Posts Tagged ‘forex book’

Trading Foreign Exchange Using Risk Management Tools

Monday, July 26th, 2010

Trading on the Forex market offers both substantial risks and incredible profits just like any other business opportunities. If you have ever wondered how you could trade the Forex marker while controlling and reducing the risks involved in it, then this article is right for you. Here you will find some steps that you as the Forex trader could take in order to better protect your investment in this financial market.

If you are new to this financial market, then first of all you have to understand that your long term survival success solely depends on a cautious approach to the market from the very beginning. Among all other things, it means that the percentage of margin that put at risk in every trade has to be reasonable. Due to this reason, it is recommended to limit the amount of money that you put at risk. Generally, what is reasonable to one person could have completely different meaning to the other one.

Without taking into the account the amount of available margin in the account of the Forex trader, the percentage traded has not be huge as to greatly exhaust the trading resources of a trade turns unfavorable to you.
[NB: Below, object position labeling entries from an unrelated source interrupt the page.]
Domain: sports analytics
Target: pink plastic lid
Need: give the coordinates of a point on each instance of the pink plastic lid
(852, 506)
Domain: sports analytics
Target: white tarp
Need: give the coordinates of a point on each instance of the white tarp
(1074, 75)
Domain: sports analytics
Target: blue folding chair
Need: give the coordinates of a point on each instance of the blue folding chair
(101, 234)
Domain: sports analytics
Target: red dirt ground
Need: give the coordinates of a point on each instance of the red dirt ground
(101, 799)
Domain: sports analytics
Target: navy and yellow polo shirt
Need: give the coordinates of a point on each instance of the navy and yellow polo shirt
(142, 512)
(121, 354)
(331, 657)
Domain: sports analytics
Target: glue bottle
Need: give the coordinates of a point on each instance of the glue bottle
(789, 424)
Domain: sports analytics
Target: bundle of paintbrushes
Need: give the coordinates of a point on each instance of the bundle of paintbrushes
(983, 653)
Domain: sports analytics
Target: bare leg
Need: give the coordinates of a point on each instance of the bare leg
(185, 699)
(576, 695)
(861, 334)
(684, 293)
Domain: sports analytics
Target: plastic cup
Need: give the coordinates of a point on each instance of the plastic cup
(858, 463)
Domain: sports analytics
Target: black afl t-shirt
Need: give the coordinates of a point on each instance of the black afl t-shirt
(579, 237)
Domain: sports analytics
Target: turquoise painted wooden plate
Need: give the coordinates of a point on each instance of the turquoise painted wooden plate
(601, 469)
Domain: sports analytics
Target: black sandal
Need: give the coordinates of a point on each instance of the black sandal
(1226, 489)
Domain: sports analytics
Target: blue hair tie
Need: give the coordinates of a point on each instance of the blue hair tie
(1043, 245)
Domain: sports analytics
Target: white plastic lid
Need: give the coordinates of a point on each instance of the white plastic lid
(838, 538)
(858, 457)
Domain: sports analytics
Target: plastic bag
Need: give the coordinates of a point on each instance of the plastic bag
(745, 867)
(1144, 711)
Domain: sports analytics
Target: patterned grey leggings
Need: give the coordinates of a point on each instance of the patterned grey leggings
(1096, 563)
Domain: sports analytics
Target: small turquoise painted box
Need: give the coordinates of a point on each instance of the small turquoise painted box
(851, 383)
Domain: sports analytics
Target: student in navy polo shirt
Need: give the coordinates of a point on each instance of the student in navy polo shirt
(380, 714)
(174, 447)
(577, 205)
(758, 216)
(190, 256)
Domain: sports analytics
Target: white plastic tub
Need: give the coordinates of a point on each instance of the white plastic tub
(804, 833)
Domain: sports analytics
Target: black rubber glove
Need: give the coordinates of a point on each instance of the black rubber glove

A lot of successful Forex traders refuse to exceed one percent of the tradable margin while executing their orders while other traders could easily go high s ten percent. Putting the amount higher than 10 per cent at risk probably will qualify as aggressive way of trading.

As the amount of leverage that is implemented to the trade could have some impact on the result of the trade, it is recommended to trade as a level of the leverage that matches your trading experience, style and proficiency. New Forex traders could not completely understand that the leverage is a double edged sword that is capable of enhancing both losses and profits. A conservative application of the leverage has to be the practice of every new Forex trader without any doubts.

Because the confidence and proficiency levels grow, it is possible to use much higher levels of the leverage. Today a lot of Forex brokers offer internet based trading platforms which allow the Forex trader to pre-choose the needed amount of the leverage. Depending on the Forex broker, the leverage allowed could go as high as 400:1. The average maximum level of the leverage that is allowed by the majority of the internet Forex brokers is closer to 100:1.

Probably you want to consider using such built-in safety feature as the stop loss, limit stop and trailing stop in order to help control the risk. A stop loss is a feature that is offered by virtually all internet Forex trading platforms. It allows you to pre-determine at which levels of the price your trade will automatically closed.

As in any other niche of our life Forex needs some education.

Surely, you can start forex trading and be quite successful in it. However sooner or later the losses will come. It is precisely when you might think “Why didn’t I start with a nice forex books?”

This does not imply that after reading even the best materials you will start closing trading positions with huge income, but this info will save you from many traps. And even if you decide to get the assistance of a managed forex accounts service, still you will be able to make a much wiser decision.

And some general tips – today the Internet technologies give you a really unique chance to choose exactly what you require at the best terms which are available on the market. Funny, but most of the people don’t use this chance. In real life it means that you must use all the tools of today to get the information that you need.

Search Google and other search engines. Visit social networks and check the accounts that are relevant to your topic. Go to the niche forums and participate in the discussion. All this will help you to create a true vision of this market. Thus, giving you a real opportunity to make a wise and nicely balanced decision.